An oriental gentleman with a small and oddly elf-like figure bought the electric fan. He tested it first by lighting matches in its airstream. Then he picked the fan up and shook it like a stubborn catsup bottle. What on earth was he going to use it for? Hillary wondered.
(“Why do you think these elves are anything like you?” she heard Sara-Kate ask. “Maybe they're so different that nothing they do is anything like what you do.”)
Often on her visits inside the Connollys' house, Hillary went upstairs and down the hall. She walked into the second-floor room where Sara-Kate and her mother had lived during the very cold weather, where they had hidden when Mrs.
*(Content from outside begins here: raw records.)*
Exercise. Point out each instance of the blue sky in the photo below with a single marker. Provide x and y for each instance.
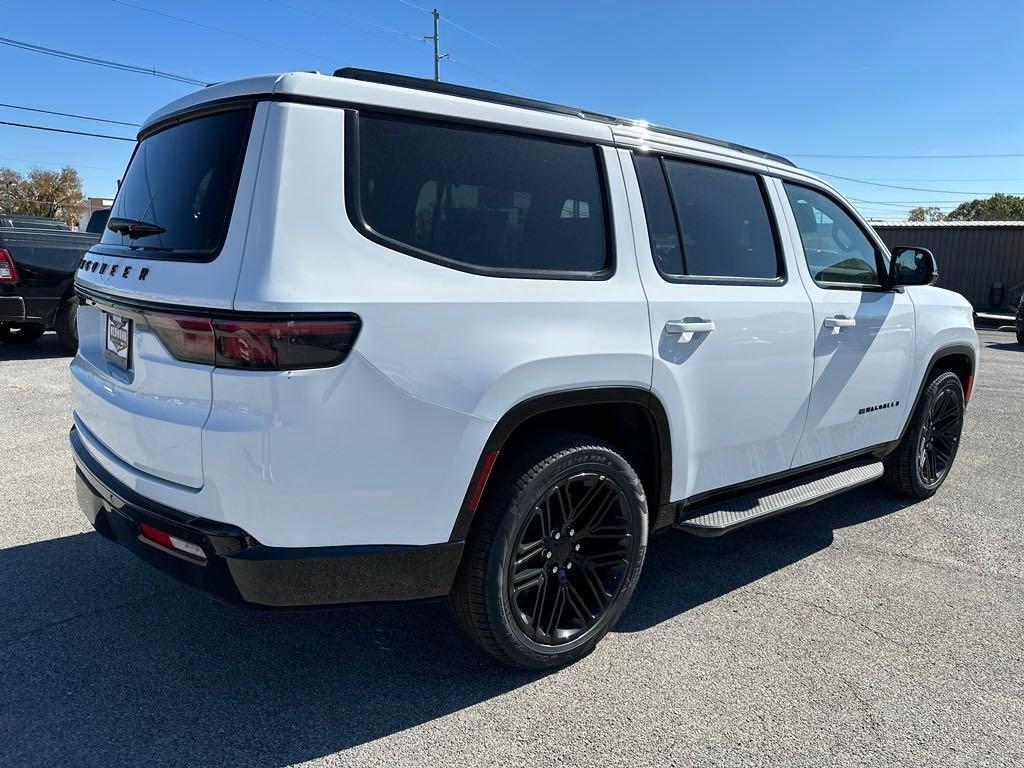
(867, 78)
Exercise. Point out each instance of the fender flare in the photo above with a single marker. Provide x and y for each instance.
(938, 354)
(525, 410)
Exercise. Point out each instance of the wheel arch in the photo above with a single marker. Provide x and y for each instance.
(648, 441)
(960, 358)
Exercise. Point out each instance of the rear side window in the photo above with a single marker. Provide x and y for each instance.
(836, 248)
(708, 222)
(180, 185)
(479, 200)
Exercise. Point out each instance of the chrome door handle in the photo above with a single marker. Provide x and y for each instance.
(689, 327)
(838, 322)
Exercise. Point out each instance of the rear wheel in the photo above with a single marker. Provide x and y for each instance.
(926, 454)
(20, 334)
(67, 324)
(554, 556)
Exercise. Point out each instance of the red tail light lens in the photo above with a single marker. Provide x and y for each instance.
(7, 271)
(258, 344)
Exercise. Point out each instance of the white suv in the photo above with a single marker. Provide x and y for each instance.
(368, 337)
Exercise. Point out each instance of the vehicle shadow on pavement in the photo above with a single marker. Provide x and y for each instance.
(109, 662)
(683, 571)
(45, 347)
(1005, 345)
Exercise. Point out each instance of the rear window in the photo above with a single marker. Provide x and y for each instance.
(180, 185)
(479, 200)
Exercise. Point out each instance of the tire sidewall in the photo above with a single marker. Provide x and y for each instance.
(581, 459)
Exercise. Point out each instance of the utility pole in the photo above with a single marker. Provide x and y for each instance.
(436, 41)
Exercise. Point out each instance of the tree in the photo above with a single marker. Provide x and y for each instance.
(53, 194)
(932, 213)
(997, 208)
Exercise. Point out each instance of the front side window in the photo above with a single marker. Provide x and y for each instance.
(708, 222)
(481, 200)
(836, 248)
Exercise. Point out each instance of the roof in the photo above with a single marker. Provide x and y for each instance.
(372, 88)
(901, 224)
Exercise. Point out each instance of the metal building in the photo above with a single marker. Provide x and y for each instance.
(982, 260)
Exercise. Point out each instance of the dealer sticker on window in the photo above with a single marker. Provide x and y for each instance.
(119, 340)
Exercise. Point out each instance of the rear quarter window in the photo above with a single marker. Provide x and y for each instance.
(181, 181)
(479, 200)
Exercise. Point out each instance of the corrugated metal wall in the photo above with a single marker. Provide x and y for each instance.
(983, 263)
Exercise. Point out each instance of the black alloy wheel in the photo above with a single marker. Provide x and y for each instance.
(554, 554)
(940, 436)
(922, 461)
(571, 557)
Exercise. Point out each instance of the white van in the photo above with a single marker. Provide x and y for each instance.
(368, 337)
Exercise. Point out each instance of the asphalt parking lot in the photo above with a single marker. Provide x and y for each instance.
(861, 631)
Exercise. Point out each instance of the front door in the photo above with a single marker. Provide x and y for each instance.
(731, 326)
(864, 333)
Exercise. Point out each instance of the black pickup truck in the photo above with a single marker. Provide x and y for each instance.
(38, 258)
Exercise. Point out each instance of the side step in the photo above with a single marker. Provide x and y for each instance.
(725, 515)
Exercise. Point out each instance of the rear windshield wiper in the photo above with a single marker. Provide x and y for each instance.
(133, 227)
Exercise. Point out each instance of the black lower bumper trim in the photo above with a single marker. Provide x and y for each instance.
(240, 569)
(11, 308)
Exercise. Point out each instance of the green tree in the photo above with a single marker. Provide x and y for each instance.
(932, 213)
(997, 208)
(53, 194)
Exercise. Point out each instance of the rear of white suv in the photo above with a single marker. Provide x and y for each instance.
(365, 338)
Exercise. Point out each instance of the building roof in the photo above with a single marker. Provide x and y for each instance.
(901, 224)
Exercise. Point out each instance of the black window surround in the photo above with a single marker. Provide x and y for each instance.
(882, 263)
(778, 281)
(354, 208)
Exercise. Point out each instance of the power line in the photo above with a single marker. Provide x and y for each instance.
(70, 115)
(220, 30)
(352, 20)
(65, 130)
(904, 157)
(101, 61)
(895, 186)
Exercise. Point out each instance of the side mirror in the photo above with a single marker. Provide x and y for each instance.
(912, 266)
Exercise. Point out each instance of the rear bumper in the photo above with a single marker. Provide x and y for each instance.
(240, 569)
(11, 308)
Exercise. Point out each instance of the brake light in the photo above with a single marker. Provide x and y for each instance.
(7, 271)
(170, 542)
(256, 344)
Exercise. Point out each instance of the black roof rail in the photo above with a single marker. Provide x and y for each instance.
(406, 81)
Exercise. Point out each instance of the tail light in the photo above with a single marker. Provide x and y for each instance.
(257, 344)
(7, 271)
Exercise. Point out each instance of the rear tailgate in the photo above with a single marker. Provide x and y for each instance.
(174, 242)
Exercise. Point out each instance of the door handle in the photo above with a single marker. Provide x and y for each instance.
(838, 322)
(689, 327)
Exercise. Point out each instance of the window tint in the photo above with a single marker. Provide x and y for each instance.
(660, 218)
(836, 248)
(482, 199)
(182, 180)
(726, 231)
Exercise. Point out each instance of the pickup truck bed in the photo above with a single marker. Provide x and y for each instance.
(41, 295)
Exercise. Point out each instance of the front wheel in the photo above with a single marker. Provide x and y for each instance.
(555, 555)
(922, 462)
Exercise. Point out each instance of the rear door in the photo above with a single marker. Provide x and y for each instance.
(864, 333)
(173, 242)
(731, 329)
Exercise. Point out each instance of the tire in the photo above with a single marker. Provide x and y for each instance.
(922, 462)
(67, 324)
(531, 611)
(22, 334)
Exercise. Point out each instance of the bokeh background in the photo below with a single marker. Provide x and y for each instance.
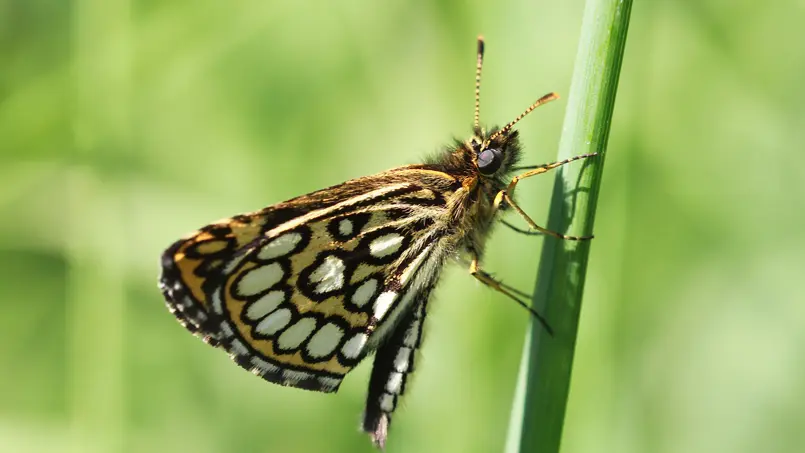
(126, 123)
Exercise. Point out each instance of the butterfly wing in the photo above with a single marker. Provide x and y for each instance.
(300, 292)
(393, 364)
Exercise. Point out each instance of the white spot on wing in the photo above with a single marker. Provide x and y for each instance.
(345, 227)
(265, 305)
(296, 333)
(328, 384)
(383, 303)
(325, 340)
(354, 346)
(402, 359)
(385, 245)
(387, 402)
(329, 275)
(260, 279)
(280, 246)
(364, 292)
(292, 376)
(274, 322)
(412, 335)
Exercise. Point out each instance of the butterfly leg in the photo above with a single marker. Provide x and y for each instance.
(505, 196)
(488, 280)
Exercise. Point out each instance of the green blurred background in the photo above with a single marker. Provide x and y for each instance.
(125, 124)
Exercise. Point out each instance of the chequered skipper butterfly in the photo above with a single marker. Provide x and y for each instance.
(301, 291)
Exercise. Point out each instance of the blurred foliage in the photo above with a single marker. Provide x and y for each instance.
(124, 124)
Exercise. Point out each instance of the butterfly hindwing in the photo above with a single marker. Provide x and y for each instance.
(393, 364)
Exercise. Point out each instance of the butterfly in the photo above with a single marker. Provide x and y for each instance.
(301, 291)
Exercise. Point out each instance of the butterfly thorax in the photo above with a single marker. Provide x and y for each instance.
(483, 166)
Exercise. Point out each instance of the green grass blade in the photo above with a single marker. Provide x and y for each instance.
(539, 407)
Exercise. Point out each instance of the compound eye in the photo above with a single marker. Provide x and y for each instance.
(489, 161)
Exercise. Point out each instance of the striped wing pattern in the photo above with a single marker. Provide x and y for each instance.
(302, 291)
(393, 364)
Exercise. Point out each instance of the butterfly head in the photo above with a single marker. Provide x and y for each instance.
(495, 153)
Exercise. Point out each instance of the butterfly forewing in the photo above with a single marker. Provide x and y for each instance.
(302, 300)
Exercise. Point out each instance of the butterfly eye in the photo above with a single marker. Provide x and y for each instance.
(489, 161)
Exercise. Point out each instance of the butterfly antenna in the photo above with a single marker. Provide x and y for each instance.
(543, 100)
(478, 66)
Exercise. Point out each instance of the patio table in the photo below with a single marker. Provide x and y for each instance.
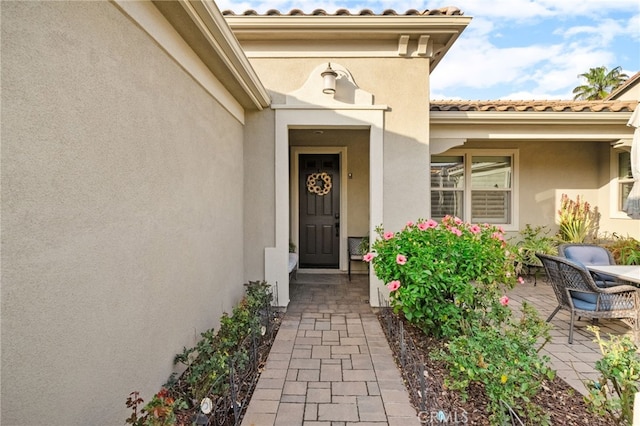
(630, 273)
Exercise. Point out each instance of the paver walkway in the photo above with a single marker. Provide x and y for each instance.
(330, 364)
(574, 363)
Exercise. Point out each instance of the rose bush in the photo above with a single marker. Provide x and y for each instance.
(449, 279)
(443, 275)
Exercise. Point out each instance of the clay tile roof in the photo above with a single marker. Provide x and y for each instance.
(449, 10)
(537, 106)
(631, 81)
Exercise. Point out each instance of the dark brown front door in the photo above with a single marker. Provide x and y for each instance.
(319, 210)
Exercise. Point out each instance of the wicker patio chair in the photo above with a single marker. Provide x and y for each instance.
(591, 254)
(578, 293)
(355, 252)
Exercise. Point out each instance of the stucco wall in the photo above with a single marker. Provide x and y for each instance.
(400, 83)
(547, 169)
(259, 191)
(122, 218)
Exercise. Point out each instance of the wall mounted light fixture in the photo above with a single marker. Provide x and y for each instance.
(329, 75)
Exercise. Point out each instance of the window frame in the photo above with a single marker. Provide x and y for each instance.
(615, 193)
(467, 155)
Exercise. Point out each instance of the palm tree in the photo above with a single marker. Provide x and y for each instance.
(600, 83)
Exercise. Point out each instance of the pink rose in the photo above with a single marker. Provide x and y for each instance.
(497, 236)
(475, 229)
(393, 285)
(432, 223)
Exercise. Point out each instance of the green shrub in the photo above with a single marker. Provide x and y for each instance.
(532, 240)
(207, 364)
(625, 250)
(577, 220)
(503, 358)
(443, 275)
(612, 395)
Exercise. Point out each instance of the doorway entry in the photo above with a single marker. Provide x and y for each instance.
(319, 210)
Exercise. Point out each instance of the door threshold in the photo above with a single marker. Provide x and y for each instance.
(320, 271)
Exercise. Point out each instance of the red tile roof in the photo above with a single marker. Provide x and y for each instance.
(449, 10)
(539, 106)
(631, 81)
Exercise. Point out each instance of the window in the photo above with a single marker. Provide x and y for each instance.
(625, 179)
(474, 186)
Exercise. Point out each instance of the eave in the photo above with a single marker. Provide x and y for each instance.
(433, 36)
(202, 25)
(528, 117)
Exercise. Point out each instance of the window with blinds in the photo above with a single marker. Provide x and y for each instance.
(475, 188)
(625, 178)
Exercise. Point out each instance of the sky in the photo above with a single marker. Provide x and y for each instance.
(512, 49)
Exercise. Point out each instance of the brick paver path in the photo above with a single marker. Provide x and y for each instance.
(575, 362)
(330, 364)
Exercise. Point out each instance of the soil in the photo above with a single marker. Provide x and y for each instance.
(564, 404)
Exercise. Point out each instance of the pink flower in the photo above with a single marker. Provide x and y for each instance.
(475, 229)
(393, 285)
(497, 236)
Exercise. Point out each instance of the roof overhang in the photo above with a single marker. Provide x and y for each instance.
(528, 117)
(427, 36)
(203, 27)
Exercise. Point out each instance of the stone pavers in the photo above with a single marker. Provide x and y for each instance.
(575, 362)
(330, 364)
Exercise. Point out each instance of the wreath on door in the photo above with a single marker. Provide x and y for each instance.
(319, 183)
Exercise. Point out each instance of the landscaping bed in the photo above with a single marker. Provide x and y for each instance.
(564, 404)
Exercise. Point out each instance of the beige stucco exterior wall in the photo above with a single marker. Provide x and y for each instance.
(259, 190)
(400, 83)
(122, 224)
(547, 169)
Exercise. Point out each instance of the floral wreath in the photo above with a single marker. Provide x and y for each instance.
(319, 183)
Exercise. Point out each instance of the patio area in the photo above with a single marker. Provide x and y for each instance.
(573, 362)
(331, 363)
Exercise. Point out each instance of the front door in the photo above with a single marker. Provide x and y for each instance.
(319, 186)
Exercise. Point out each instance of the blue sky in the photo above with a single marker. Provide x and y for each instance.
(513, 49)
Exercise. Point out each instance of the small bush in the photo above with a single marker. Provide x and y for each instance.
(577, 220)
(625, 250)
(208, 363)
(504, 359)
(532, 240)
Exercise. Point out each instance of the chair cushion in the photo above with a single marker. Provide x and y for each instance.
(592, 255)
(583, 305)
(587, 255)
(585, 297)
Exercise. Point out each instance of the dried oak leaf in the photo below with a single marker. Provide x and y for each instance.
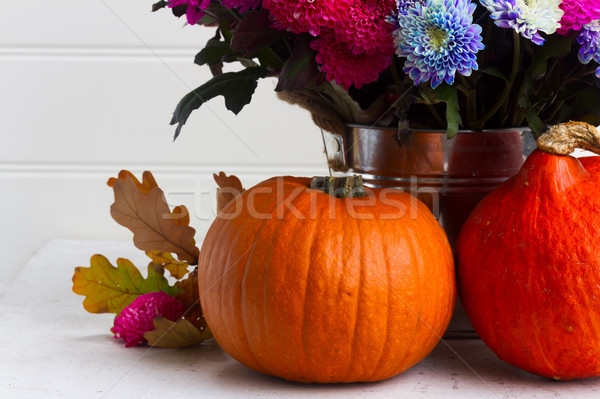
(175, 334)
(229, 188)
(165, 260)
(142, 208)
(109, 289)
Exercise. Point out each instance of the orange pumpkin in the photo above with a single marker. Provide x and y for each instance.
(305, 286)
(529, 263)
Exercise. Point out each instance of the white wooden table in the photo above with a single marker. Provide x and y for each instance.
(51, 347)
Connolly had grown too ill to be left alone and Sara-Kate had stayed with her.
It was empty now, of course. Everything had been taken downstairs to be sold. But those four blank walls still held a glimmer of enchantment for Hillary. She remembered how the door had seemed to bulge with light, how near she had felt to the elves' magic. There were other explanations for the magic, now. There are always other explanations for magic, Hillary thought.